Posts Tagged ‘Li Yinhe’
A meeting with China’s most famous sexologist
December 12, 2009
Beijing
I spent Saturday morning trying to write up the story from Harbin, but failed to finish. Saw Adam Dean, who is now accredited as the Telegraph’s photographer, for lunch near the Drum Tower. David Eimer, another Telegraph journalist, had introduced me to a Guizhou restaurant only a couple of months ago, so we headed there only to discover that it has since transformed itself into a Sichuan “dry” hot pot place where they pour a range of hot ingredients into a large bowl and mix in the Mala – or Sichuan peppers and chillis.
We then visited Li Yinhe, the sociologist at the Chinese Academy of Social Sciences who has broken endless ground with her work on China’s sexual revolution. Or at least I think she has. Since none of her work is available in English, we had not read any of it, and consequently the interview was vaguer than it should have been.
Li’s husband, the novelist Wang Xiaobo, died over 10 years ago and she lives quietly in an apartment in a remote suburb. Pictures of her grandchildren are on her mantelpiece opposite a print of Van Gogh’s Sunflowers. On the floor sat a pair of happy pig statues.

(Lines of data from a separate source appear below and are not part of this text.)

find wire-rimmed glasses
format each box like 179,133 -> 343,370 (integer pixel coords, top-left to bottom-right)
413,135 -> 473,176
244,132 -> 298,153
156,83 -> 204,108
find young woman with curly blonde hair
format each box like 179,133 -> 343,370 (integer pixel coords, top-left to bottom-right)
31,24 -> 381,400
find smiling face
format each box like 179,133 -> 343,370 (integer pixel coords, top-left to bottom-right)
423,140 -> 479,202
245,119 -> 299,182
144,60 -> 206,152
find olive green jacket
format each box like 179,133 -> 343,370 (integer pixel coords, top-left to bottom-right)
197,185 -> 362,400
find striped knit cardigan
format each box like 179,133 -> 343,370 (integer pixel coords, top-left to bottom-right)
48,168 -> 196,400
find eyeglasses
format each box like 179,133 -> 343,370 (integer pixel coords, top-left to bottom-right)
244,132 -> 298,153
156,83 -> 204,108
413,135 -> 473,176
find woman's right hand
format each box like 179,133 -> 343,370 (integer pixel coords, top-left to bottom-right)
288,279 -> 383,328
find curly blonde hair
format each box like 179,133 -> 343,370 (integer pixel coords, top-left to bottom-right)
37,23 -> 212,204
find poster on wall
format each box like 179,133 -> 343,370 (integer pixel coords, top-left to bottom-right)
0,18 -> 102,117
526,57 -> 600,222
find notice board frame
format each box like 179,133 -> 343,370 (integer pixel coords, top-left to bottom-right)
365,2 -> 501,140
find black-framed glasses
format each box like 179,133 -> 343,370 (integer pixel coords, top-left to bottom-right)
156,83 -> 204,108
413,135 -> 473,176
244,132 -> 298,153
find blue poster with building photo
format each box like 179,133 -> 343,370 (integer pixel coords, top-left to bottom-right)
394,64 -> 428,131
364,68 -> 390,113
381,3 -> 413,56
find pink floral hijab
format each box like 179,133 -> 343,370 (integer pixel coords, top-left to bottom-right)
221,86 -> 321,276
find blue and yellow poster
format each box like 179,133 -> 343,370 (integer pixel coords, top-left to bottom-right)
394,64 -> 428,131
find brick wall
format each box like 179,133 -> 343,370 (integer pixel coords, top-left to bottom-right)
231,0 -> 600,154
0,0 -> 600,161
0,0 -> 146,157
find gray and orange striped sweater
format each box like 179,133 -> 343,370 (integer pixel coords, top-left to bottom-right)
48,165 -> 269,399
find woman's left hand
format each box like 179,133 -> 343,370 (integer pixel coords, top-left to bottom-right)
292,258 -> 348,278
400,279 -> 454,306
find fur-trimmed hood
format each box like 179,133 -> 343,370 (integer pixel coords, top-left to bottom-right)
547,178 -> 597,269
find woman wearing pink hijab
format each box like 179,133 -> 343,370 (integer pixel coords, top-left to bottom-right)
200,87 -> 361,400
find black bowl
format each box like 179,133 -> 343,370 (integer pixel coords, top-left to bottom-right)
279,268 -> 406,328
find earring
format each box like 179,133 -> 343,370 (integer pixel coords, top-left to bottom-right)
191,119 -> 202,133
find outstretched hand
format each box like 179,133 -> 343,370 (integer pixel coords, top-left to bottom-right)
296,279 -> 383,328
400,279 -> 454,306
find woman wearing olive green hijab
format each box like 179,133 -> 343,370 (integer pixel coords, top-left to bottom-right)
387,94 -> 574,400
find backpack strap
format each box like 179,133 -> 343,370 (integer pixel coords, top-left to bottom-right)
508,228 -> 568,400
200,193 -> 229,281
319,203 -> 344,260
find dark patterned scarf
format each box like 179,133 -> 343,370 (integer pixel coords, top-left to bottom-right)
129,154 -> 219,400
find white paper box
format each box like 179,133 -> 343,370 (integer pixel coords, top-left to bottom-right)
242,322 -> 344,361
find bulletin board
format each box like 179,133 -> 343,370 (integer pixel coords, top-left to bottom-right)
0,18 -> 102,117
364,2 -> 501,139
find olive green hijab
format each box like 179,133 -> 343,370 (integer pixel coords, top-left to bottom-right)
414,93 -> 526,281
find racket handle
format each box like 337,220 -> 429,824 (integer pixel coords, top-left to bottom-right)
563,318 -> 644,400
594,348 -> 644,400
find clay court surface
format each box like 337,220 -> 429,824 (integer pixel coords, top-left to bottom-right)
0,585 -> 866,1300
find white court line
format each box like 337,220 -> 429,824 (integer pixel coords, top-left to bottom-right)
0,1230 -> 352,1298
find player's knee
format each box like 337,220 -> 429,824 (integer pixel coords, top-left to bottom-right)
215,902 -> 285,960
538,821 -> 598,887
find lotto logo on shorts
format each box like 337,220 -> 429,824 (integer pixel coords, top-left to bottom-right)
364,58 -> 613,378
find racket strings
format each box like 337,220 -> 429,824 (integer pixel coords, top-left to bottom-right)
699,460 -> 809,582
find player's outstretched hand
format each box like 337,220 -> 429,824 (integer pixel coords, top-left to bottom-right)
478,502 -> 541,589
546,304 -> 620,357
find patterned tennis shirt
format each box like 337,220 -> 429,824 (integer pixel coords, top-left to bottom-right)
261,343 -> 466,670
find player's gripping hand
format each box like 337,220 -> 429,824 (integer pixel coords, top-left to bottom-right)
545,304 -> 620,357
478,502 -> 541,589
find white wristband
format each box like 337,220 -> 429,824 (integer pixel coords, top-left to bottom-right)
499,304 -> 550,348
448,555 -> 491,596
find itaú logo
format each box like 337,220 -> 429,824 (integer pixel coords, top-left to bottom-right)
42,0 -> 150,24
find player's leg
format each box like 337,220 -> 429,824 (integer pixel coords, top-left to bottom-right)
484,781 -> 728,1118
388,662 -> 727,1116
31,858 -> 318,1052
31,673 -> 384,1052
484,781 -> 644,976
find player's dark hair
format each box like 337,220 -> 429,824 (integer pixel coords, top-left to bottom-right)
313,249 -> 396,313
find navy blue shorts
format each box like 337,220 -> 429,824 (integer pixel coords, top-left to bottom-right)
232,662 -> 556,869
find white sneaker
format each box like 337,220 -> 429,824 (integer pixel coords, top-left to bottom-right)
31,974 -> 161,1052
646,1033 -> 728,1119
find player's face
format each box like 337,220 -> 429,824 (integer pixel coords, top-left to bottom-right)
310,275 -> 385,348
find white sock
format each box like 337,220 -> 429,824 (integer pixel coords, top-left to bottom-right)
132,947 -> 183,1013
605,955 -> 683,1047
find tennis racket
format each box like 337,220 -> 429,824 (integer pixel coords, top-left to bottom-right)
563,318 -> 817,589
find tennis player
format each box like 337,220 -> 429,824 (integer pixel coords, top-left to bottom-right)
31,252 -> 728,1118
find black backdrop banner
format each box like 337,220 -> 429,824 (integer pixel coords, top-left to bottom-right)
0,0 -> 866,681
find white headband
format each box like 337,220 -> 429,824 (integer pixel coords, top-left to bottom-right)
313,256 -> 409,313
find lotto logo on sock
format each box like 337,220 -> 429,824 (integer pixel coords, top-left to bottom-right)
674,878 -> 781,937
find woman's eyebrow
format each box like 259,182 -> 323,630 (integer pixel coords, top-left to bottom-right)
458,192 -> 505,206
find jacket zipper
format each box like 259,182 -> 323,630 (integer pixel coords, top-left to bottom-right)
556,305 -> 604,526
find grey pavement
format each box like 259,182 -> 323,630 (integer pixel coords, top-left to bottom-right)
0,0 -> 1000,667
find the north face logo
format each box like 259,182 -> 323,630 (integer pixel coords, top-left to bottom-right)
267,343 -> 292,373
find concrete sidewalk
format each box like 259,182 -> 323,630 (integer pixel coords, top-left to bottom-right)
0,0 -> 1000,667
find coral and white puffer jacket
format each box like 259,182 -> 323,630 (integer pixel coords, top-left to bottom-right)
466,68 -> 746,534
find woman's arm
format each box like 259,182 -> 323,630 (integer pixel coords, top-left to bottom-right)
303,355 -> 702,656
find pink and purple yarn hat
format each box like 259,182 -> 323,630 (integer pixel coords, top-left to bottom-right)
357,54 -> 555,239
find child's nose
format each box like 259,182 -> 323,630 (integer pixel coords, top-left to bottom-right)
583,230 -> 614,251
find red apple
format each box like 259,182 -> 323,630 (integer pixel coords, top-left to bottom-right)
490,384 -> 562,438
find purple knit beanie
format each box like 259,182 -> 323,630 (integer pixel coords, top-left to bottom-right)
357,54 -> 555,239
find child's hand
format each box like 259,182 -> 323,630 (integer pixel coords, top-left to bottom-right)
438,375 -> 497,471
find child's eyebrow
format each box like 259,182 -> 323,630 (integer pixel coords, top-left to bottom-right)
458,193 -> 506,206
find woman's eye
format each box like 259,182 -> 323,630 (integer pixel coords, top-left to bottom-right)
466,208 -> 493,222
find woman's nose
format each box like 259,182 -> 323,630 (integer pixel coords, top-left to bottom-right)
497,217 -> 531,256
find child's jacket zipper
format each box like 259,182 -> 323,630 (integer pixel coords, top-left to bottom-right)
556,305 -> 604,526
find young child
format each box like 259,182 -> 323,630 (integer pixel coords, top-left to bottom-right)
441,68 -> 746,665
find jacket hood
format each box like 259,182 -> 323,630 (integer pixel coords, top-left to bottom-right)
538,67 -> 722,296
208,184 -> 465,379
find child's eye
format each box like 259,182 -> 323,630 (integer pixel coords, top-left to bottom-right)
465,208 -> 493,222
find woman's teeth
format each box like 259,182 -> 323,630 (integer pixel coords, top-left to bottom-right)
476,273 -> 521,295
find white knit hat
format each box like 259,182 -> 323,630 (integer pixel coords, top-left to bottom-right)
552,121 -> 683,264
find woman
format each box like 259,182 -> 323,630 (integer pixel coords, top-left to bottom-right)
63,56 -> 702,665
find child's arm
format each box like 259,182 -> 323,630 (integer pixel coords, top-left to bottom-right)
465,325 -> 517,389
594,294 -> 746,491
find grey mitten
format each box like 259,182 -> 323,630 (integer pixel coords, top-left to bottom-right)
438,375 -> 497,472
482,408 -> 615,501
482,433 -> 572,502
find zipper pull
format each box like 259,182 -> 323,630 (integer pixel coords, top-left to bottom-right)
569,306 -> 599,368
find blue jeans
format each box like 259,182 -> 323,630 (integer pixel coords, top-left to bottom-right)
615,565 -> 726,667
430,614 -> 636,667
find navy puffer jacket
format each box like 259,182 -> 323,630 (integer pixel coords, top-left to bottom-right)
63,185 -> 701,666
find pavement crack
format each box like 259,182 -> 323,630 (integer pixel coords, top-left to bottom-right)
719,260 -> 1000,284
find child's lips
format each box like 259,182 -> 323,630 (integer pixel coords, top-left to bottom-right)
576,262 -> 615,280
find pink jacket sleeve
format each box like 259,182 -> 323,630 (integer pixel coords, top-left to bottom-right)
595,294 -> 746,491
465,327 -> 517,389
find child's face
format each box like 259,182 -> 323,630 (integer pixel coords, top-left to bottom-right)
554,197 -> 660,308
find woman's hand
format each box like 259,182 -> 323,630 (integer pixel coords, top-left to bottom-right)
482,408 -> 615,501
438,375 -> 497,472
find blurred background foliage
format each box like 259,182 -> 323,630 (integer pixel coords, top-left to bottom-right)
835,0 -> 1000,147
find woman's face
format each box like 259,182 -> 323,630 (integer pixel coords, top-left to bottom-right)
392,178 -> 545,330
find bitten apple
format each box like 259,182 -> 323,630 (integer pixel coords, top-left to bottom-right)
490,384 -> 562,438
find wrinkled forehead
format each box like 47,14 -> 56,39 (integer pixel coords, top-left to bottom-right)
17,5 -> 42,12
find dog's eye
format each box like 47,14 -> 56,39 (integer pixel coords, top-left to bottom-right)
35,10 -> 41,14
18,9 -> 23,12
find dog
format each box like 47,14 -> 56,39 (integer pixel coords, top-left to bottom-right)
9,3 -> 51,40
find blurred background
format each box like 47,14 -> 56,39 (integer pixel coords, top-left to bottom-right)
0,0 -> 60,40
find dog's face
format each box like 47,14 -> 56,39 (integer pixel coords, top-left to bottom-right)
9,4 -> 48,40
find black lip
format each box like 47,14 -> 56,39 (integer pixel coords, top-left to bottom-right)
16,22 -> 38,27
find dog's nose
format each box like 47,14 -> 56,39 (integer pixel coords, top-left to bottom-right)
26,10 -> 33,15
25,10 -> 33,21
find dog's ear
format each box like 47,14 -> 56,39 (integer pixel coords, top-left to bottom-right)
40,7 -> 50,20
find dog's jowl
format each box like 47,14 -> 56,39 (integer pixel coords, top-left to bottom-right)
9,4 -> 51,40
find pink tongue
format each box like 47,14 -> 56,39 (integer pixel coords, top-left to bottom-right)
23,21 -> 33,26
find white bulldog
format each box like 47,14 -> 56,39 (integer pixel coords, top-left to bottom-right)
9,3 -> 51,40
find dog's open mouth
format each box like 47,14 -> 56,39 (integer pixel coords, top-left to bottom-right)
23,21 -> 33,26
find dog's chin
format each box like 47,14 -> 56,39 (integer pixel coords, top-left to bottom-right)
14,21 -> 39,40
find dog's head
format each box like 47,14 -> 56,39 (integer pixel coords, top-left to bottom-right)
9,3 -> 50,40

Over her career, Li has repeatedly called for China to modernise its laws regarding pornography and sexual behaviour. We’re lucky to get the interview. A couple of years ago, a weary Li said she was feeling tired of talking about her studies. Although she said senior officials no longer regard her work as politically sensitive, she was still under pressure to maintain decorum. She said she was going to stop publishing sex-related papers and speaking to the press.
She answered our questions briefly and efficiently, but we never really connected properly. Understandably, she came across as either guarded or just bored of our ignorance. The interview didn’t throw up much that we didn’t know already, although she did tell us about her latest project.
She is studying families in five cities across China, from Harbin to Guangzhou, and how their family structure fits together. She said she had been expecting to discover that China was becoming more Western as it develops and that the traditional Confucian obligations between children and their parents were breaking down, to leave couples as the main nucleus of a family. But in fact, she said, the bonds between fathers and sons, or mothers and daughters, remains tight and the family unit spends a lot of time together still.
Oddly, she also found few regional differences in family behaviour between north and south, although she did say that while most families in China have either a dominant husband or an equally-matched husband and wife, the situation in Harbin was different. Up north, either the husband is dominant, or the wife is dominant, but the two are rarely evenly-matched, she said. “They have strong characters,” she smiled.